05 Dec 2023

When Computers Beat Us at Our Own Game

You’ve probably seen the Q* rumours surrounding the OpenAI-Sam-Altman debacle. We can’t comment on the accuracy of these rumours, but we can provide some insight by interpreting Q* in the context of reinforcement learning.

It's fun, inspiring and daunting to consider that we may be approaching another one of 'those moments', where the world’s breath catches and we're forced to contemplate a world where computers beat us at our own game.

Words by

Alex Carruthers

What’s a Q* Value?

OpenAI has already used reinforcement learning to supercharge its language models, having used another technique, called Proximal Policy Optimisation (see PPO), for finetuning their models with Reinforcement Learning from Human-feedback (RLHF).

In reinforcement learning,

1) Q-values are numbers that represent how ‘good’ it is to take a particular action in a particular state. The Q-values are estimated by reinforcement learning algorithms, iteratively improving during the learning process. In other words, the Q-Values are the algorithm’s best guess at what the perfect action would be.
2) Q*-values allow you to know the optimal action because you just need to select the action with the highest q-value. Knowing the Q*-values is equivalent to perfectly solving a reinforcement learning problem, as the agent would always take the optimal action.

It isn’t clear how Q-values alone could be applied in the context of LLMs. However, the claim of ‘enhanced reasoning capabilities’ provides us with another clue!

Enhanced Reasoning

When faced with a task, your brain is making decisions about how to approach that task. You do it so intuitively, that it may have never occurred to you that you are making decisions about how to make decisions.

Let’s say your task was to summarise a textbook.

One strategy would be to start at the beginning, taking notes as you read one paragraph at a time. Then you would use your notes to create a book summary.
Another strategy might be more outward-in. First, you might read the title. Then onto the contents page, to get an overall impression of the topics covered in the book. Then you might read introductions and conclusions of all chapters to build some mental scaffolding for the entire book. Then you would finish by working through and summarising each chapter, and the book overall.

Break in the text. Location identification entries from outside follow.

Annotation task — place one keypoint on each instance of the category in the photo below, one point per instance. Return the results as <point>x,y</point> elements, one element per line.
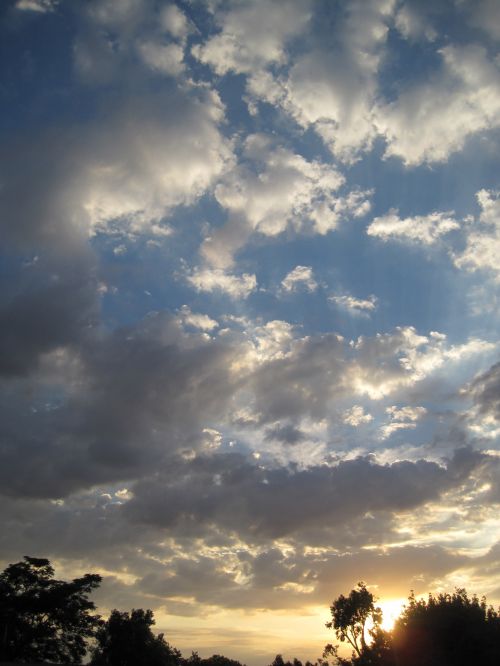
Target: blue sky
<point>249,305</point>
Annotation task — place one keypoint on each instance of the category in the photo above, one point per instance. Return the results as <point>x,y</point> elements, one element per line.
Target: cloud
<point>282,190</point>
<point>485,390</point>
<point>332,85</point>
<point>401,418</point>
<point>216,279</point>
<point>483,14</point>
<point>483,237</point>
<point>424,229</point>
<point>480,235</point>
<point>253,36</point>
<point>197,320</point>
<point>356,416</point>
<point>301,277</point>
<point>167,59</point>
<point>39,6</point>
<point>413,23</point>
<point>274,503</point>
<point>113,407</point>
<point>431,120</point>
<point>355,305</point>
<point>127,171</point>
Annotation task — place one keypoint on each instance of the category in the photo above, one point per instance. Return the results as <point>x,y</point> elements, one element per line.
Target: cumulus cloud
<point>433,119</point>
<point>40,6</point>
<point>301,277</point>
<point>257,502</point>
<point>253,36</point>
<point>424,229</point>
<point>163,58</point>
<point>480,235</point>
<point>401,418</point>
<point>282,190</point>
<point>356,416</point>
<point>216,279</point>
<point>355,305</point>
<point>483,237</point>
<point>132,169</point>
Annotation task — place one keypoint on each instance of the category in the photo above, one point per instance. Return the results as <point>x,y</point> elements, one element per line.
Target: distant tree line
<point>44,619</point>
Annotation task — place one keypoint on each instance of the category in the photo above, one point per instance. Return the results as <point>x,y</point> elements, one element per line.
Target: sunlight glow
<point>391,609</point>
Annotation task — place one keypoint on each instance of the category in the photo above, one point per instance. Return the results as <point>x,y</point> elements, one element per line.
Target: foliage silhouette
<point>43,619</point>
<point>447,630</point>
<point>349,620</point>
<point>126,639</point>
<point>214,660</point>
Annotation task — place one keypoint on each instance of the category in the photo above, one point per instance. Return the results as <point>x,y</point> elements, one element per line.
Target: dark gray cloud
<point>486,392</point>
<point>254,502</point>
<point>139,395</point>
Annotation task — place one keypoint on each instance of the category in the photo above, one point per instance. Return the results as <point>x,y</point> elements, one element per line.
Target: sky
<point>249,275</point>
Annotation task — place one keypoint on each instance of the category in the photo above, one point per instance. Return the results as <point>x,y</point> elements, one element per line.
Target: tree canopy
<point>350,616</point>
<point>447,629</point>
<point>44,619</point>
<point>126,639</point>
<point>444,630</point>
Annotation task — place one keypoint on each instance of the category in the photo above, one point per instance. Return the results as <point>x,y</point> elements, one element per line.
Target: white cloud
<point>482,250</point>
<point>196,319</point>
<point>163,58</point>
<point>149,161</point>
<point>334,90</point>
<point>253,35</point>
<point>215,279</point>
<point>356,416</point>
<point>40,6</point>
<point>175,22</point>
<point>401,418</point>
<point>484,14</point>
<point>355,305</point>
<point>280,190</point>
<point>481,235</point>
<point>301,277</point>
<point>431,120</point>
<point>425,229</point>
<point>414,24</point>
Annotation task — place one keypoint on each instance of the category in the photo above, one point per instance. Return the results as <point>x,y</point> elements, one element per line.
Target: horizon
<point>249,348</point>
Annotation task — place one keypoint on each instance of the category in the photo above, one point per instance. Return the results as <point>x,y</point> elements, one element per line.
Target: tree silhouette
<point>447,630</point>
<point>126,639</point>
<point>350,616</point>
<point>43,619</point>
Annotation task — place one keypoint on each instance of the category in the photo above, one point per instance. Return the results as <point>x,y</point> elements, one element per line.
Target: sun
<point>391,610</point>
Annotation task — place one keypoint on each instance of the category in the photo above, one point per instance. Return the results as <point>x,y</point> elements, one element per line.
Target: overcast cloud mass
<point>249,306</point>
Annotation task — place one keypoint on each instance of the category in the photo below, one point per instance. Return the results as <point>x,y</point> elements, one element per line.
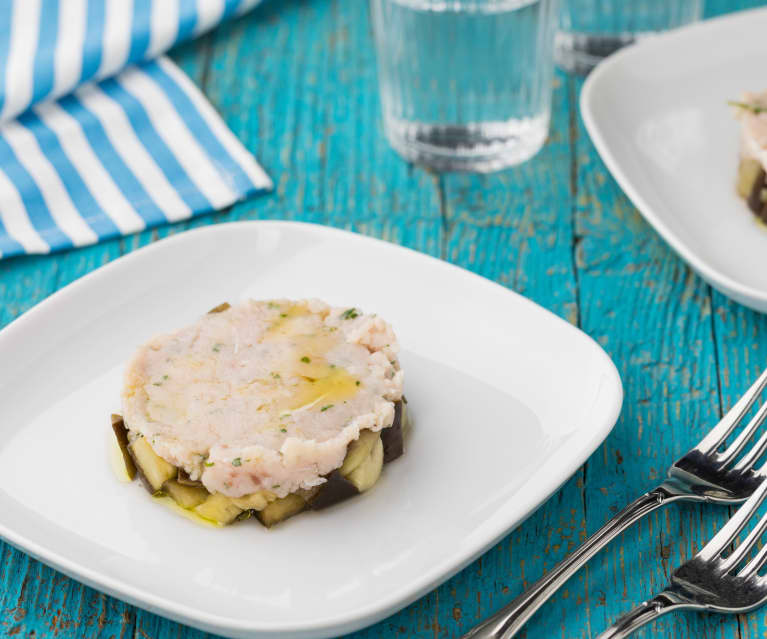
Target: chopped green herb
<point>754,108</point>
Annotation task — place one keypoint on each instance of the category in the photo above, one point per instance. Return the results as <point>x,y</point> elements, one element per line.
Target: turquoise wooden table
<point>295,80</point>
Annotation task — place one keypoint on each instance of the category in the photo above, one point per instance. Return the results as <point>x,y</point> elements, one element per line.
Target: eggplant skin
<point>391,437</point>
<point>336,489</point>
<point>121,433</point>
<point>184,479</point>
<point>755,199</point>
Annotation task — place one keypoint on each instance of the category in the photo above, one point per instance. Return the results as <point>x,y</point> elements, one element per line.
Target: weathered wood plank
<point>295,81</point>
<point>516,227</point>
<point>653,316</point>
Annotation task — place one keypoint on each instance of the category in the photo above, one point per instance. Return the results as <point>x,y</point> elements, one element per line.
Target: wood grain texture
<point>295,81</point>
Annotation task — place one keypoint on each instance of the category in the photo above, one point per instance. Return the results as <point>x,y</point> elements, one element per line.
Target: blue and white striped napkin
<point>99,136</point>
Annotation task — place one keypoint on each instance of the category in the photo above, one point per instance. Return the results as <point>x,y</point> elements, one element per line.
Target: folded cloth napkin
<point>99,137</point>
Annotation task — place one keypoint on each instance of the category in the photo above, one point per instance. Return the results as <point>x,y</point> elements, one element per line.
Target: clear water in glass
<point>590,30</point>
<point>465,84</point>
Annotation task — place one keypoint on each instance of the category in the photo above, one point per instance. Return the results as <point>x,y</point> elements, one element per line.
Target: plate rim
<point>401,596</point>
<point>750,296</point>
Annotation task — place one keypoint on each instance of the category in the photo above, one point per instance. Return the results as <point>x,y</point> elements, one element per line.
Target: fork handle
<point>508,620</point>
<point>646,612</point>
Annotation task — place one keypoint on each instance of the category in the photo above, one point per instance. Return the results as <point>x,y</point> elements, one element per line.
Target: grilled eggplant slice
<point>368,472</point>
<point>218,508</point>
<point>752,186</point>
<point>220,308</point>
<point>337,488</point>
<point>361,469</point>
<point>153,469</point>
<point>184,478</point>
<point>184,495</point>
<point>255,501</point>
<point>121,433</point>
<point>281,509</point>
<point>391,437</point>
<point>358,451</point>
<point>757,199</point>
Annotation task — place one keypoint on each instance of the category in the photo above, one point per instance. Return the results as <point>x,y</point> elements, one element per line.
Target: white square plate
<point>508,400</point>
<point>657,113</point>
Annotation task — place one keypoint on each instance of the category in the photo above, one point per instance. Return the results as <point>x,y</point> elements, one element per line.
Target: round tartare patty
<point>265,394</point>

For a computer, software, maths and algorithms take the stage in place of human intuition. Decisions on strategies for breaking a problem down involve a series of steps, so let’s break them down from a computer’s perspective:

First, a computer must explore possibilities. Think of each step you take coming with a range of possibilities as the next step in front of you, like branches on a tree, then branches on those branches, and so on.
Then you need to build this tree, or in a computer’s case it builds a series of ‘nodes’ that represents what’s called a ‘state’ – such as the state of a game, and the lines/connections that represent all possible decisions from each state.
The next step is evaluation. A computer needs to assess which strategies deliver outcomes that are ‘good’ or ‘bad’. A ‘good’ outcome is any step that takes the computer closer to achieving its goal, such as winning a game.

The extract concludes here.